The singer sent fans into a frenzy when she posted about her album on her Instagram account earlier in the week.
The simple post read: "25 out November 20th", and was accompanied by a black and white headshot of her.
She debuted the album's first single, Hello, on Grimshaw's show, with the cinematic video for the song also being released shortly.
"My hips just started hurting because I'm getting so nervous," she told Grimshaw before he played it.
When asked if the song needed an emotional warning, she replied: "It doesn't need an emotional warning, it's a very intimate song and very conversational. I'm singing quite high up in the chorus, I'm trying to have a Meat Loaf moment.
"I want people to like it, I really like it and when I wrote it, I knew this would be the first thing everyone heard from me."
Following the song's debut on the radio show, fans praised her on social media.
One fan tweeted: "She's back and amazing!" and another said "How is it possible for one human to be so talented?
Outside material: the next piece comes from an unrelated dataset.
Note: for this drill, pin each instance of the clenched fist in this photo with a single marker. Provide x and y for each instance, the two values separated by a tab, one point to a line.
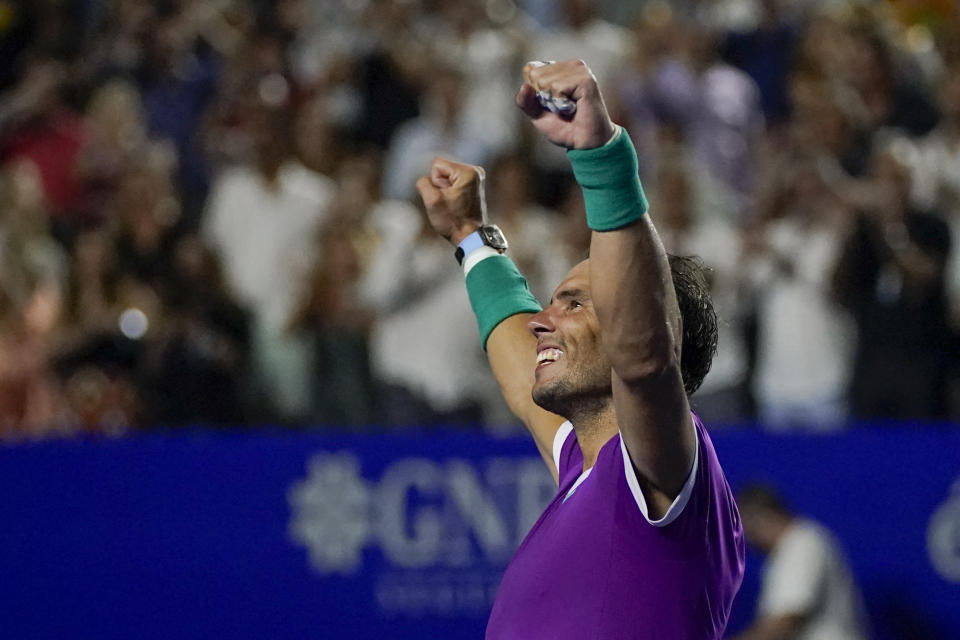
454	198
590	125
It's not normal."
The first lyric of the song is "Hello" and the star referenced Lionel Richie's famous lines from his song of the same name, saying: "Me and Lionel, we definitely have got to do something. Lionel, I'm putting it out there."
She said she felt relieved after the song had aired.
"I've been sitting on it for ages," she said. "I felt like a lot of stuff in my life has changed and not at all because of my career, because stuff changes. And I found myself yearning for my past for no reason other than that it had gone.
"I missed elements of it, it's not about an ex-relationship, it's about my relationship with everyone that I love, it's not that we have fallen out, we've all got our lives going on and I needed to write that song so they would all hear it, because I'm not in touch with them."
She gave fans an insight into the album via Facebook and Twitter on Wednesday, three days after she had teased a snippet from a song during an ad break on ITV's The X Factor.
Her message said: "My last record was a break-up record and if I had to label this one I would call it a make-up record. I'm making up with myself.
"Making up for lost time. Making up for everything I ever did and never did. But I haven't got time to hold on to the crumbs of my past like I used to. What's done is done."
Reflecting, she said she used to wish her years away.
"When I turned 12 I just wanted to be 18. Then after that I stopped wanting to be older," she wrote.
"Now I'm ticking 16-24 boxes just to see if I can blag it. I feel like I've spent my whole life so far wishing it away. Always wishing I was older, wishing I was somewhere else. Wishing I hadn't ruined so many good things because I was scared or bored."
She became a mother in October 2012, when she gave birth to son Angelo with boyfriend Simon Konecki.